BCCN/BFNT AG-Seminar
Thursday, 30.08.2012 17 c.t.Optogenetics, Robotic Electrophysiology, and Other Neural Circuit Tools
by Prof. Dr. Ed BoydenContact person: Ahmed El Hady
Location
MPI DS seminar room (0.77/0.79)Abstract
In order to help discover how neural circuits implement brain
functions, and how these computations go awry in brain disorders, our
neurotechnology group and our collaborators invent technologies to
enable the scalable, systematic observation and control of biological
structures and processes in the living brain. We have developed a
suite of genetically-encoded reagents that, when expressed in specific
neuron types in the nervous system, enable their electrical activities
to be precisely driven or silenced in response to millisecond
timescale pulses of light. I will give an overview of these
“optogenetic” tools, and discuss a number of new tools for neural
activation and silencing that we are developing, including molecules
with augmented amplitudes, improved expression, novel color
sensitivities, and other unique capabilities.

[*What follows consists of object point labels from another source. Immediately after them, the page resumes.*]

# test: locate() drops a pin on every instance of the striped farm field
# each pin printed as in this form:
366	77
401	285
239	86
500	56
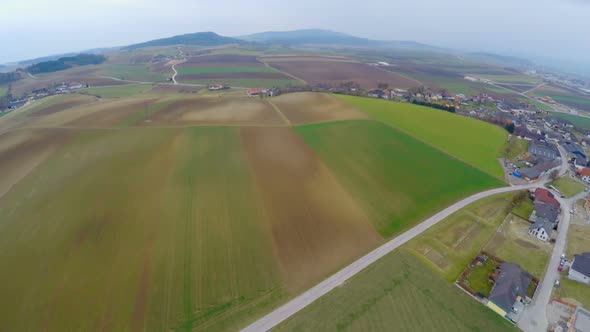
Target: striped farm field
475	142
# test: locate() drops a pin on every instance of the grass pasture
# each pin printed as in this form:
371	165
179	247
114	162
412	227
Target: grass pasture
475	142
449	246
567	186
400	293
390	173
119	91
512	243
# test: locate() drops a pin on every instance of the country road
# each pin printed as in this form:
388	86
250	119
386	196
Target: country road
298	303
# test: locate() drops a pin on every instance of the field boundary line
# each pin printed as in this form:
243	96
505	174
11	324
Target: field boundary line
281	114
280	71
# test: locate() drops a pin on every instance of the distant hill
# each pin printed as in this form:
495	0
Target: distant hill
502	60
199	39
66	63
327	37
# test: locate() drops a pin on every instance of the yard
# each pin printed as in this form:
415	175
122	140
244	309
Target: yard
512	243
399	293
443	130
567	186
524	208
449	246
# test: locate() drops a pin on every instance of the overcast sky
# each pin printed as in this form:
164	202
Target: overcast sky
534	28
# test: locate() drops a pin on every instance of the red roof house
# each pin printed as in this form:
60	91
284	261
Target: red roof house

We have also developed
hardware to enable complex and distributed neural circuits to be
controlled in a 3-D fashion, and for the network-wide impact of a
neural control event to be measured using distributed electrodes or
fMRI. We have also devised robots for automated intracellular neural
recording, thus enabling rapid integrative analyses of single cells in
living brain. We explore how these tools can be used to enable
systematic analysis of neural circuit functions that support emotion,
cognition, sensation, and movement, and discuss how these tools can be
translationally applied to both support the understanding of brain
disorders and to empower new kinds of therapy.